Ninety Days is a follow up to Clegg's story of his descent into drug use and his final entry into drug rehabilitation.  He moves back to Manhattan and struggles to maintain 90 days of sobriety with the help of friends and Alcoholics Anonymous.  It really is a struggle, and Clegg goes through many relapses in the process.  Not only that, but his friends also have similar problems, and this causes him extra stress and places him at greater risk. 

Clegg used to earn a lot of money in the media industry, and he used to have a boyfriend.  He led an expensive wasteful life but he made a lot of money.  Now he has far less income, and this is one reason why he finds it difficult to do drugs any more: he just can't afford it.  Yet he does occasionally find a way to get the money and this causes more problems when it was meant to be used to pay the rent or for other debts.  Yet in some ways Clegg's life is still privileged; he has wealthy friends and while his family was very dysfunctional, they are also there for him in some ways.  It is striking how he distinguishes himself from the rich kids. 

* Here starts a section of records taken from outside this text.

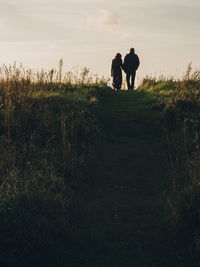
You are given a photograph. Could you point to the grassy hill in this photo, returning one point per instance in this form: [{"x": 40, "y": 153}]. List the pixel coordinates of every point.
[{"x": 95, "y": 177}]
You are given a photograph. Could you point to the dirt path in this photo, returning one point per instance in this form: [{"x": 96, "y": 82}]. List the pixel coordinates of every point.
[{"x": 125, "y": 206}]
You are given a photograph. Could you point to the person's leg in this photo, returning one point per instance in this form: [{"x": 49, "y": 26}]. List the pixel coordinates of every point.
[
  {"x": 133, "y": 80},
  {"x": 128, "y": 80}
]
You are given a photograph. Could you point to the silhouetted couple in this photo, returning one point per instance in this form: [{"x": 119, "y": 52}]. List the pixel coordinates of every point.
[{"x": 130, "y": 65}]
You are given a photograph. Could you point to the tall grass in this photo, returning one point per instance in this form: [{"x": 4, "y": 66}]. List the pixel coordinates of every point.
[
  {"x": 179, "y": 101},
  {"x": 48, "y": 131}
]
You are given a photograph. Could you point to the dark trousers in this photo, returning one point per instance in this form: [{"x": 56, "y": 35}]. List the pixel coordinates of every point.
[{"x": 130, "y": 79}]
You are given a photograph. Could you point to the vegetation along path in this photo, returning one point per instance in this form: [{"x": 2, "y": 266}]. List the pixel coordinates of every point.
[{"x": 125, "y": 205}]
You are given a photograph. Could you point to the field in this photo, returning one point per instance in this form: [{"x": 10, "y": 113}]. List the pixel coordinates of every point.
[{"x": 94, "y": 177}]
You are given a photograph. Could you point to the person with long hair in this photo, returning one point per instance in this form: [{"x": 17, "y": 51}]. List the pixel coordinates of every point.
[{"x": 116, "y": 71}]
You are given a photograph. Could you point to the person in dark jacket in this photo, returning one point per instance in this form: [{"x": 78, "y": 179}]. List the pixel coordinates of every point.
[
  {"x": 131, "y": 64},
  {"x": 116, "y": 71}
]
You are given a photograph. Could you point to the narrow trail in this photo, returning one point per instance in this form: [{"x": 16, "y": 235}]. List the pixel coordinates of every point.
[{"x": 126, "y": 204}]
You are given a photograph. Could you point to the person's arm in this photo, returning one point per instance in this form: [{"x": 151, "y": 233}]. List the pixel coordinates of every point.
[
  {"x": 112, "y": 68},
  {"x": 138, "y": 62}
]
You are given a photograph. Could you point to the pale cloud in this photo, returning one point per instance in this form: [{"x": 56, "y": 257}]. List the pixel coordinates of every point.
[{"x": 103, "y": 17}]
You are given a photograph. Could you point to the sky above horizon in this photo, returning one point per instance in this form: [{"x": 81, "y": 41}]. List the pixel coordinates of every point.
[{"x": 164, "y": 33}]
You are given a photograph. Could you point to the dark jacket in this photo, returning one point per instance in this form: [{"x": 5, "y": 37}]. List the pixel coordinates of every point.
[
  {"x": 131, "y": 62},
  {"x": 116, "y": 67}
]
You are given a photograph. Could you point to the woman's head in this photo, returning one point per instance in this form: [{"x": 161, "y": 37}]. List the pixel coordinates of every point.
[{"x": 118, "y": 56}]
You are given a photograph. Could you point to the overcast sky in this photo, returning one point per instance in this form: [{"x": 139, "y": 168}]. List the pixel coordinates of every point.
[{"x": 164, "y": 33}]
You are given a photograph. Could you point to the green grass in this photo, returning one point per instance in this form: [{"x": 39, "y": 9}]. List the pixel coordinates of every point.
[
  {"x": 125, "y": 206},
  {"x": 85, "y": 172}
]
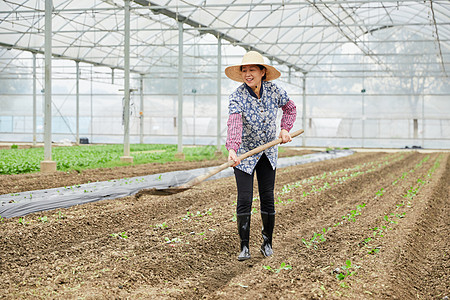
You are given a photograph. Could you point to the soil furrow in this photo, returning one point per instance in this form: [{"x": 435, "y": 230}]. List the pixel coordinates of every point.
[{"x": 185, "y": 245}]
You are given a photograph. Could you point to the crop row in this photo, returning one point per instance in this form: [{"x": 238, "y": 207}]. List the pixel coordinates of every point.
[
  {"x": 18, "y": 161},
  {"x": 371, "y": 242}
]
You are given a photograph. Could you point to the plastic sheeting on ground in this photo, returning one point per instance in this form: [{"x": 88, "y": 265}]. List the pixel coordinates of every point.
[{"x": 21, "y": 204}]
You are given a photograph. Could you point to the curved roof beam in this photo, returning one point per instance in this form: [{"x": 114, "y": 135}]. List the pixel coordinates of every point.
[{"x": 214, "y": 32}]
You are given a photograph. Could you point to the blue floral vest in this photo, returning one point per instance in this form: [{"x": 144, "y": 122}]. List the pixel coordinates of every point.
[{"x": 259, "y": 121}]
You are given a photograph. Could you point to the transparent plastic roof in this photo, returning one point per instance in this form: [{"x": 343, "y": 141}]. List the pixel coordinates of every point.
[{"x": 304, "y": 36}]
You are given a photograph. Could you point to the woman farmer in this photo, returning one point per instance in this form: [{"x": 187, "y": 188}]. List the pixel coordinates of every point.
[{"x": 252, "y": 122}]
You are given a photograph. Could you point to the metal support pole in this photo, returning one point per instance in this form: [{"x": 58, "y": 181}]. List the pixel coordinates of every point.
[
  {"x": 180, "y": 88},
  {"x": 219, "y": 92},
  {"x": 141, "y": 112},
  {"x": 78, "y": 102},
  {"x": 47, "y": 165},
  {"x": 126, "y": 110},
  {"x": 363, "y": 119},
  {"x": 304, "y": 109},
  {"x": 34, "y": 100}
]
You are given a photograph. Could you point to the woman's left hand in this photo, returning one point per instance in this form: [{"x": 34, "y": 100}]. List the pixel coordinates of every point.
[{"x": 285, "y": 136}]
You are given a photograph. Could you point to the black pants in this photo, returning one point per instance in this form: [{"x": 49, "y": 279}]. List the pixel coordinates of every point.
[{"x": 266, "y": 182}]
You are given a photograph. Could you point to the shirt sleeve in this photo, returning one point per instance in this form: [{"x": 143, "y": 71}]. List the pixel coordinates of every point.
[
  {"x": 289, "y": 115},
  {"x": 234, "y": 132}
]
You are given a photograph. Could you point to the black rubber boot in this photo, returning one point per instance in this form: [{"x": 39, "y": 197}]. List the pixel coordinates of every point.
[
  {"x": 244, "y": 234},
  {"x": 267, "y": 233}
]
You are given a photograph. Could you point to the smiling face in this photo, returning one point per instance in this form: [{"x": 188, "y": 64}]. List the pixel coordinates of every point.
[{"x": 252, "y": 75}]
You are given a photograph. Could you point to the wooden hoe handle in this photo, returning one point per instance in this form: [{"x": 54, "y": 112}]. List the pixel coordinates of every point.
[{"x": 229, "y": 163}]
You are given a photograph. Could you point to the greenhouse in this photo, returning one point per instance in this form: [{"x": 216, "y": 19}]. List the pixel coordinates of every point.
[
  {"x": 119, "y": 177},
  {"x": 362, "y": 73}
]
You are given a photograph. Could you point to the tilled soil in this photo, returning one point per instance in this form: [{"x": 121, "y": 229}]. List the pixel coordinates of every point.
[{"x": 378, "y": 221}]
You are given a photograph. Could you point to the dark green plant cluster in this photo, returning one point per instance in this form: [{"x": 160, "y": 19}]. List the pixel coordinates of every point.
[{"x": 79, "y": 158}]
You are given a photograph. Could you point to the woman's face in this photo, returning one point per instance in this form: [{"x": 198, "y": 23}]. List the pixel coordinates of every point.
[{"x": 252, "y": 75}]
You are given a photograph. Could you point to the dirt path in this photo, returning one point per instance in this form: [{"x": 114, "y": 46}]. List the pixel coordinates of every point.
[{"x": 384, "y": 214}]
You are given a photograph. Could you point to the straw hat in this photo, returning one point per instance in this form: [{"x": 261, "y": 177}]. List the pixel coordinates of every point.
[{"x": 251, "y": 58}]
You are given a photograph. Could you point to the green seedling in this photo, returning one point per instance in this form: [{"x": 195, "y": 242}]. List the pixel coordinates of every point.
[
  {"x": 346, "y": 271},
  {"x": 386, "y": 218},
  {"x": 374, "y": 251},
  {"x": 60, "y": 215},
  {"x": 316, "y": 239},
  {"x": 174, "y": 240},
  {"x": 122, "y": 235},
  {"x": 283, "y": 266},
  {"x": 22, "y": 221},
  {"x": 234, "y": 218},
  {"x": 43, "y": 219},
  {"x": 162, "y": 225},
  {"x": 380, "y": 193}
]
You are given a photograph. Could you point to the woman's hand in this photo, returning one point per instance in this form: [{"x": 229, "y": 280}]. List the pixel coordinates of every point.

This memoir is likely to provoke strong emotions as the story moves along.  Those emotions are likely to vary depending on the reader's own experience.  Some will feel great empathy for his pain and how difficult it is for him to overcome his self-defeating behavior, and glad for him that he gets comradeship and companionship in his AA meetings.  Others are likely to feel intense anger and frustration each time he relapses, hurting himself and putting others at risk too.  Memoirs of these kinds of journeys are quite possibly a record of a disease, but they are also profoundly moral, telling of both concern for others, guilt, and an occasional callous readiness to completely forget about the effects on others.  It's this last part that is especially hard to listen to, and it creates a tension in working out how to react, and how much anger to feel on behalf of those that Clegg lets down. 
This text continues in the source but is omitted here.